The Reasoning Trap: Why Chain-of-Thought Prompting Doesn't Always Work
Large language models have become remarkably adept at showing their work. Give a model a math problem and it will walk you through each step. Ask it to debug code and it will narrate its thought process like a senior engineer thinking aloud. The AI industry has collectively celebrated this behavior — calling it "reasoning," treating it as a proxy for intelligence, and building billion-dollar products around it.
But a growing body of empirical research suggests we may be celebrating the wrong thing.
What Chain-of-Thought Actually Does
Chain-of-thought (CoT) prompting, introduced in 2022 by Wei et al. at Google, asks models to generate intermediate reasoning steps before producing a final answer. The empirical results were striking: on benchmarks like GSM8K (grade-school math), CoT boosted performance from 17.9% to 73.4% on GPT-3. The technique quickly became a foundational best practice.
The standard explanation is seductively simple: by articulating their reasoning, models think more carefully, catch their own mistakes, and arrive at better answers. This framing treats CoT as a cognitive aid — the LLM equivalent of "talking through" a problem.
There's just one problem with this narrative: the model is not actually thinking.
What CoT actually does is produce plausible-looking textual patterns that happen to correlate with correct answers. When you read "First, I need to find the common denominator..." you're seeing a learned linguistic template, not an actual arithmetic operation being performed. The tokens "3.14" and "π" and "multiply" are no more computational than the word "breakfast."

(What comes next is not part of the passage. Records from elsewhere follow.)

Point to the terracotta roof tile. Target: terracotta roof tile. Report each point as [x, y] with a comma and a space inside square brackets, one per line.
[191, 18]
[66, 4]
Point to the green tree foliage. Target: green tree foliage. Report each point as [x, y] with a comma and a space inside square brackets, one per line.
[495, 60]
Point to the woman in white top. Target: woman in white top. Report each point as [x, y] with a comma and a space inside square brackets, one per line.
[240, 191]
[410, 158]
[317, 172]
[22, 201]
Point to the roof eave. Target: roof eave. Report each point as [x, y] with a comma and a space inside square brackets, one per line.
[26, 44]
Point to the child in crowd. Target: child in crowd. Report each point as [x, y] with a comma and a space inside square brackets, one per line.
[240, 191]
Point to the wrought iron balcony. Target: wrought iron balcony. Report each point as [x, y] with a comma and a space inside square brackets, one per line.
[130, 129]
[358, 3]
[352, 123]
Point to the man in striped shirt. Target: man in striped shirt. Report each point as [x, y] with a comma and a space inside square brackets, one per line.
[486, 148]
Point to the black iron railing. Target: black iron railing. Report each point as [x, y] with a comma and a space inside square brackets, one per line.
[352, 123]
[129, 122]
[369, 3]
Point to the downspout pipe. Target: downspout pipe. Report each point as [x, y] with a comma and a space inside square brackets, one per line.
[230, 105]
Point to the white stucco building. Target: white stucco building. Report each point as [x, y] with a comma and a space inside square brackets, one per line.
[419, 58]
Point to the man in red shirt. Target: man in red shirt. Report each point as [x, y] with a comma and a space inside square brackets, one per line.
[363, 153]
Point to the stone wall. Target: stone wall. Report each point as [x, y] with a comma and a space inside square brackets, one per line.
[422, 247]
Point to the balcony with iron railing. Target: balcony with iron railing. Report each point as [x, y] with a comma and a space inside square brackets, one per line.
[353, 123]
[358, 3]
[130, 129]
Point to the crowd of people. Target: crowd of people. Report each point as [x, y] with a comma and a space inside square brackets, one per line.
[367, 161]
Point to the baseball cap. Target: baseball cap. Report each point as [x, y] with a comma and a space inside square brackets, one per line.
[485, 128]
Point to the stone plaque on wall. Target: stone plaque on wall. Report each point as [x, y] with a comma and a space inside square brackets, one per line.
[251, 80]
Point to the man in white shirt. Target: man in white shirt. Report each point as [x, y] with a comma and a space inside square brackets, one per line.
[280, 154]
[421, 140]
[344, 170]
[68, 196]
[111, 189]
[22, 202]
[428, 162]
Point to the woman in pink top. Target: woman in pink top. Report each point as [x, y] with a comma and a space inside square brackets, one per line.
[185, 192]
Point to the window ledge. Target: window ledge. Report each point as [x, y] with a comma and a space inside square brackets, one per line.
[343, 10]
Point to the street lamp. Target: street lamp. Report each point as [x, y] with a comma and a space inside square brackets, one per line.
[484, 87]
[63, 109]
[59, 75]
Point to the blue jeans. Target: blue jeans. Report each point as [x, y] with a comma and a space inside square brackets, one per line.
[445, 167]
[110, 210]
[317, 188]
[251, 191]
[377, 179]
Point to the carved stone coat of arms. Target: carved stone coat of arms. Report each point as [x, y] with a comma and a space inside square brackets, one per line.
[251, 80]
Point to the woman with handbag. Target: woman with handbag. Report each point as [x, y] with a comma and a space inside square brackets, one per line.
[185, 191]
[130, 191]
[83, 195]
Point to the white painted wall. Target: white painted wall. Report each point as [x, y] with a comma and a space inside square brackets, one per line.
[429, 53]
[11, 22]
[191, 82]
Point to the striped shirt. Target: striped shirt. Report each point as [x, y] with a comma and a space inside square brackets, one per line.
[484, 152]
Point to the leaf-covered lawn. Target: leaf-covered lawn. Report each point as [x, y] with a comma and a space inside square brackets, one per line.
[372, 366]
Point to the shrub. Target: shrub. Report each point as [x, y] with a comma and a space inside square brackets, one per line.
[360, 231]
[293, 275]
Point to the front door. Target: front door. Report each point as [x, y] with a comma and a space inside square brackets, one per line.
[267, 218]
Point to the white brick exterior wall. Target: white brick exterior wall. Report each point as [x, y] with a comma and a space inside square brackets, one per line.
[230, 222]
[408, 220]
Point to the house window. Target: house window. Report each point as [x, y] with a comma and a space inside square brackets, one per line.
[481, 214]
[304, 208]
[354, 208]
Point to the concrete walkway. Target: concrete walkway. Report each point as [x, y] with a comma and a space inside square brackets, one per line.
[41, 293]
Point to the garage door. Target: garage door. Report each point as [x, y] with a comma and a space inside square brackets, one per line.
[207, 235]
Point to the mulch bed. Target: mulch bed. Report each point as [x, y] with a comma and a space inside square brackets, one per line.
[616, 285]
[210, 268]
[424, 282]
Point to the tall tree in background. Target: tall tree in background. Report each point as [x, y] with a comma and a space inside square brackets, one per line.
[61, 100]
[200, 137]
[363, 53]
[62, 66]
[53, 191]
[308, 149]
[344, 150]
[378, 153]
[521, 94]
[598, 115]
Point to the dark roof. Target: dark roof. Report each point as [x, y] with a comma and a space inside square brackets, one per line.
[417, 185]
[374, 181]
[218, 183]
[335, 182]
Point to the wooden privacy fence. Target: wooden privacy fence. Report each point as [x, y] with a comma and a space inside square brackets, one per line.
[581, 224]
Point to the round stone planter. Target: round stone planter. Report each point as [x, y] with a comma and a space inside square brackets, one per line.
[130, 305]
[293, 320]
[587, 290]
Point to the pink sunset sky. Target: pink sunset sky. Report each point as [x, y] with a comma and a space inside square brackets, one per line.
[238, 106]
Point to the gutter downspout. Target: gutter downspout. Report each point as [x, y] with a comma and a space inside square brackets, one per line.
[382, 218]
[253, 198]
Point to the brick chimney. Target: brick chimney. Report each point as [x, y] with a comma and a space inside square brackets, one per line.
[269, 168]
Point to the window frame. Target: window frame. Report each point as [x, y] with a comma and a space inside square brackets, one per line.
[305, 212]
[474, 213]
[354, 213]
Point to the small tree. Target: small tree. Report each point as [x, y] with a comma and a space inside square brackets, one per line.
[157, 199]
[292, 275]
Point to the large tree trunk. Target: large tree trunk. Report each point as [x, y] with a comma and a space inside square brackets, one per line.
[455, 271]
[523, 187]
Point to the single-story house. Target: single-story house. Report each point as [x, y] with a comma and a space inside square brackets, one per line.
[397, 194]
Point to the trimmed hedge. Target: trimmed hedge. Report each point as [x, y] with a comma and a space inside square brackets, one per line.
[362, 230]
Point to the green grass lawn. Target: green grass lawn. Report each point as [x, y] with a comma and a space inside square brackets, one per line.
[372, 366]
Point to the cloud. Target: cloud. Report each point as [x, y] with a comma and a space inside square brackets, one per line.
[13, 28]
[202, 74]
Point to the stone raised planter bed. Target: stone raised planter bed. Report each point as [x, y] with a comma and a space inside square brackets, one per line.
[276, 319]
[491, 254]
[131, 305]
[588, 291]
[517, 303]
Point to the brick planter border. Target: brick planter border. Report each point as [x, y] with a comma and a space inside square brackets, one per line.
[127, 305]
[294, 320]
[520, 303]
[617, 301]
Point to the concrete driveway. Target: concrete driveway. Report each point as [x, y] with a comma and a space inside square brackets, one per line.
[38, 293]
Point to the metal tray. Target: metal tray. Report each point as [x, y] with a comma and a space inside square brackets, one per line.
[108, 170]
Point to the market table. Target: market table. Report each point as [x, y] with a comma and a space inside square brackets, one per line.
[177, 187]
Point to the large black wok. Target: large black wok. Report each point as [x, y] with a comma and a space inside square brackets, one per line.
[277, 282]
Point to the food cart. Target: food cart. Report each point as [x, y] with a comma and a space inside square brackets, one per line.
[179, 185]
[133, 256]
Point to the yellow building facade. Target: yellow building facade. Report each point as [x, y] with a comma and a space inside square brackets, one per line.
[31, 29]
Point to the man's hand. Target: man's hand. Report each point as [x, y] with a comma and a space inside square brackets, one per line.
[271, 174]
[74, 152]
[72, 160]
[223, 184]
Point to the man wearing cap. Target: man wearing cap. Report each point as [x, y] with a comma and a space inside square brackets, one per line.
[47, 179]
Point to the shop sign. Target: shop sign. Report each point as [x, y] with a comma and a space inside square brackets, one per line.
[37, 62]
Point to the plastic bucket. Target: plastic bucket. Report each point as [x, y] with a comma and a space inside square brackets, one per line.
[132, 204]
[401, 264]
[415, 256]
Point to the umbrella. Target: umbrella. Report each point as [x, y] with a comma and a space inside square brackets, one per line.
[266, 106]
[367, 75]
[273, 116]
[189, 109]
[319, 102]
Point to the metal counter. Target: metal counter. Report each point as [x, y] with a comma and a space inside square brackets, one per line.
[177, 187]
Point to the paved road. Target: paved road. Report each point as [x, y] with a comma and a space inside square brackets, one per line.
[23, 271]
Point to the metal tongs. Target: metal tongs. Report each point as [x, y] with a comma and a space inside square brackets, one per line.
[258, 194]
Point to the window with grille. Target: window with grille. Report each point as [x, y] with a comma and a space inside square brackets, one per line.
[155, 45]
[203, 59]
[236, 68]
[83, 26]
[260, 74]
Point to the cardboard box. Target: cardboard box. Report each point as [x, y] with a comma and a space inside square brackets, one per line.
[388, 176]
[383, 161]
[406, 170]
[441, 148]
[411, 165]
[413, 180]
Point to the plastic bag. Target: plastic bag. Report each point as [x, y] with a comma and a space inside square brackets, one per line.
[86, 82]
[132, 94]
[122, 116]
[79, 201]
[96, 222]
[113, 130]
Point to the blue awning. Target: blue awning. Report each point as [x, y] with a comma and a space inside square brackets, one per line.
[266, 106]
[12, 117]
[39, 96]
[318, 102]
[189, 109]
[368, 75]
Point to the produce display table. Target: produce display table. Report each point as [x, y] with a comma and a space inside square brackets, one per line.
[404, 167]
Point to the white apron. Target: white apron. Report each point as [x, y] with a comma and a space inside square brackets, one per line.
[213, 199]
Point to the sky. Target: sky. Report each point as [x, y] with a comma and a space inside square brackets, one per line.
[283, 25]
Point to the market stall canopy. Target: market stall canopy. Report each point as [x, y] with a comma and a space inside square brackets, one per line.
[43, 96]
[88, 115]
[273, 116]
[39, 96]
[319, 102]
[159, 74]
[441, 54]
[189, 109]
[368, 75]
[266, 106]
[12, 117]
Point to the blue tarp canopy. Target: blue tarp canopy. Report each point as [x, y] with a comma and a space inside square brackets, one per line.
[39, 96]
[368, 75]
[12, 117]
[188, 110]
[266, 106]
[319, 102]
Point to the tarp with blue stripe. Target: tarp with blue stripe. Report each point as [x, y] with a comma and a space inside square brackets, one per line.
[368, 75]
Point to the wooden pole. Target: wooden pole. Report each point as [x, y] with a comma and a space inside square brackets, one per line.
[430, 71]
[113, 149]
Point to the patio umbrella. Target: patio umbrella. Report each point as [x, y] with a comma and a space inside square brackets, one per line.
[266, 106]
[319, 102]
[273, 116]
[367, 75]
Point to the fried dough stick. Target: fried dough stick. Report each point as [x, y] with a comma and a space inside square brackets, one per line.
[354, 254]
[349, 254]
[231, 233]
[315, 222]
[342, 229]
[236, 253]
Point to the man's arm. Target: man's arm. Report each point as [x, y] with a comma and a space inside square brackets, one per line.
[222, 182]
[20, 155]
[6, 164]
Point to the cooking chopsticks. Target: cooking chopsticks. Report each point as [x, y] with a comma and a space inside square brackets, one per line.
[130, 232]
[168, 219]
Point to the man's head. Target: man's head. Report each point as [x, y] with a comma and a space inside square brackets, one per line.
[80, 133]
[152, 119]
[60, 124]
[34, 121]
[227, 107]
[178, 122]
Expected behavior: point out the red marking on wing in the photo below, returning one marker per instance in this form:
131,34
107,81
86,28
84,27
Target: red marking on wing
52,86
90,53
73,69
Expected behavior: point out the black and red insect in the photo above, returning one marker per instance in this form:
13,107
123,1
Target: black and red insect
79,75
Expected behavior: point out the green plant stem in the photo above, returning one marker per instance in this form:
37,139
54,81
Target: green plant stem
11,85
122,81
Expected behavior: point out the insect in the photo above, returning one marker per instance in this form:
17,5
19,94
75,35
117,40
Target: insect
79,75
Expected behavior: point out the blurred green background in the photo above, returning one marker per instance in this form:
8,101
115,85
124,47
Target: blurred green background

This is not a minor distinction.
The Systematic Failures of Verbalized Reasoning
If CoT were genuine reasoning, we would expect models to be robustly wrong in predictable ways. Instead, CoT failures follow a distinctly non-reasoning pattern:
1. Prompt sensitivity. Change a single word in the question and CoT performance can collapse. Genuine reasoning is robust to paraphrasing. CoT is not. A model that "thinks step by step" through "If Mary has 5 apples and gives 3 to John, how many does she have left?" will often stumble if you rephrase it to "Mary starts with 5 apples. After giving some to John, she has 2 left. How many did she give away?" — even though the arithmetic is identical.